Baxter& is an acknowledged seminal contributor to conceptualism. This merry art prankster who created and founded the N,E.Thing Company divides the world into two classes of objects — ART (aesthetically rejected things) and ACT (aesthetically claimed things). His assertion that “the camera is the new canvas” has become the mantra for generations of photo-based artists. It is hard to envisage the evolution of photo-conceptualism, particularly in Vancouver, were it not for his influential early photo documentation projects, Polaroid collages and back-lit Cibachromes of the 1960s and 1970s. Baxter& grew up in Calgary, established his early reputation resident in Vancouver, has taught for extended periods across the west and likewise is a recurring visiting artist at the Alberta College of Art and Design, the University of Lethbridge, and The Banff Centre.
It's flattering that a senior western Canadian figure is celebrated beyond our borders. However, it is a great shame that this magnificent, historical tribute will not be circulated in Canada. It is also financially inefficient. Projects of this scale are very expensive to assemble (courtesy of the public purse). Pity that more of us won't have an opportunity to see what all the fuss has been about.
Thankfully, Calgary’s Glenbow Museum has organized IAIN BAXTER&: 1N40⁄RMAT10⁄N (January 21 to April 9, 2012), curated by Colleen Sharpe, primarily from the Glenbow and University of Lethbridge collections. It features impressive signature-style Polaroid-collaged paintings, a number of his largest and most ambitious multimedia installations concerning ecology, recycling and the pitfalls of rampant consumerism, plus a re-make of his York Wilson Award-winning over-painted TV screens installation work. And next fall, audiences will be treated to samplings of Baxter&’s witty art in the nationally touring exhibition Traffic: Conceptual Art in Canada at the Vancouver Art Gallery. (Sept 29, 2012 to Jan 8, 2013).
However, for those of us intent upon staying informed about what is current in Canadian art, it is time to plan your trip. You’re headed to North Adams, Massachusetts, a small New England town in the heart of the Berkshires (population: 13,708) which will be home to a 20,000-square-foot presentation, the largest survey of Canadian art ever mounted outside of Canada. Oh, Canada organized by Mass MoCA (Massachusetts Museum of Contemporary Art) will run May 27, 2012 to April 1, 2013; which features 95 works plus 11 new commissioned woks by “more than 60 artists who hail from every province and nearly every territory in the country, spanning multiple generations and working in all media.” It's accompanied by a comprehensive full-color 450-page catalogue published by MIT Press, with contributions from knowledgeable writers and curators across Canada.
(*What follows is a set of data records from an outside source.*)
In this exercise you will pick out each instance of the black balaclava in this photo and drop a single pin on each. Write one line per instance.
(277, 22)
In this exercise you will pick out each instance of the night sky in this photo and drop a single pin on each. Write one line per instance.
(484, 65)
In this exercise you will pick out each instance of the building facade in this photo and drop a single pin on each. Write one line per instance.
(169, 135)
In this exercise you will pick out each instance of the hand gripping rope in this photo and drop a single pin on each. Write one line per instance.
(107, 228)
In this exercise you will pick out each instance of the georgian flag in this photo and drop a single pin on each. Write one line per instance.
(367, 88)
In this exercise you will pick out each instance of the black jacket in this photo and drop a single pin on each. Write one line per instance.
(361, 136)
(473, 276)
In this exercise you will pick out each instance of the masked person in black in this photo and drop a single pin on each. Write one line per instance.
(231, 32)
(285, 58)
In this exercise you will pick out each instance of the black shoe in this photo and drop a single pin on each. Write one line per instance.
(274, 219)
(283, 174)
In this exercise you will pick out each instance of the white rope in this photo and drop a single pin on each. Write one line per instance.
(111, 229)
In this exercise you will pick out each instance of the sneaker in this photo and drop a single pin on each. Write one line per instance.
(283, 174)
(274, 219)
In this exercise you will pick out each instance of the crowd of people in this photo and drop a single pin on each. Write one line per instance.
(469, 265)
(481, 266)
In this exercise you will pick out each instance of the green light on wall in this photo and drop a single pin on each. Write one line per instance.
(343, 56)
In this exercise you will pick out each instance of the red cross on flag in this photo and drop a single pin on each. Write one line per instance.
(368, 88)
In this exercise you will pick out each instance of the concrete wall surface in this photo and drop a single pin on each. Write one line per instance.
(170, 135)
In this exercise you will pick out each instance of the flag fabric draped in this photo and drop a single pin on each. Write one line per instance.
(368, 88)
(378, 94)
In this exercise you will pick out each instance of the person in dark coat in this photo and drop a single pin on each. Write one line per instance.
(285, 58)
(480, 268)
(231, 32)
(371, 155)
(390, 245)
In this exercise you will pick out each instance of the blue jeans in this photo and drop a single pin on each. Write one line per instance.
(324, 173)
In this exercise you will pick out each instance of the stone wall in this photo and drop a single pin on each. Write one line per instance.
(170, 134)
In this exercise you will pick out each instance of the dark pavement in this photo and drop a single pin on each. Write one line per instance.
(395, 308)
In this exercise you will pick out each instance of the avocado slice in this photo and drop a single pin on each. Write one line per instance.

The institutional commitment to this project is breathtaking. It's an enterprise beyond precedent in our recent Canadian museum experience. Mass MoCA has allowed curator Denise Markonish to devote three years, travelling numerous times from coast to coast to coast in Canada. She considered upwards of 800 potential artists, conducted 400 studio visits, maintained persistent consultations with nearly everyone in the Canadian art museum community and generally scoured every nook and cranny of the country. As a consequence, Markonish may, arguably, be the most informed person about the current Canadian art scene. More than 50% of the selected artists come from the west and Canadian north. She's chosen many from the ranks of the venerable, but several interesting picks sent this commentator scurrying to Google.
We’d be ill advised to wait for the National Gallery of Canada to return serve; so we’re counting on you, North Battleford, Saskatchewan (population 14,000!), and the University of Saskatchewan Press, to undertake a reciprocal survey of American art.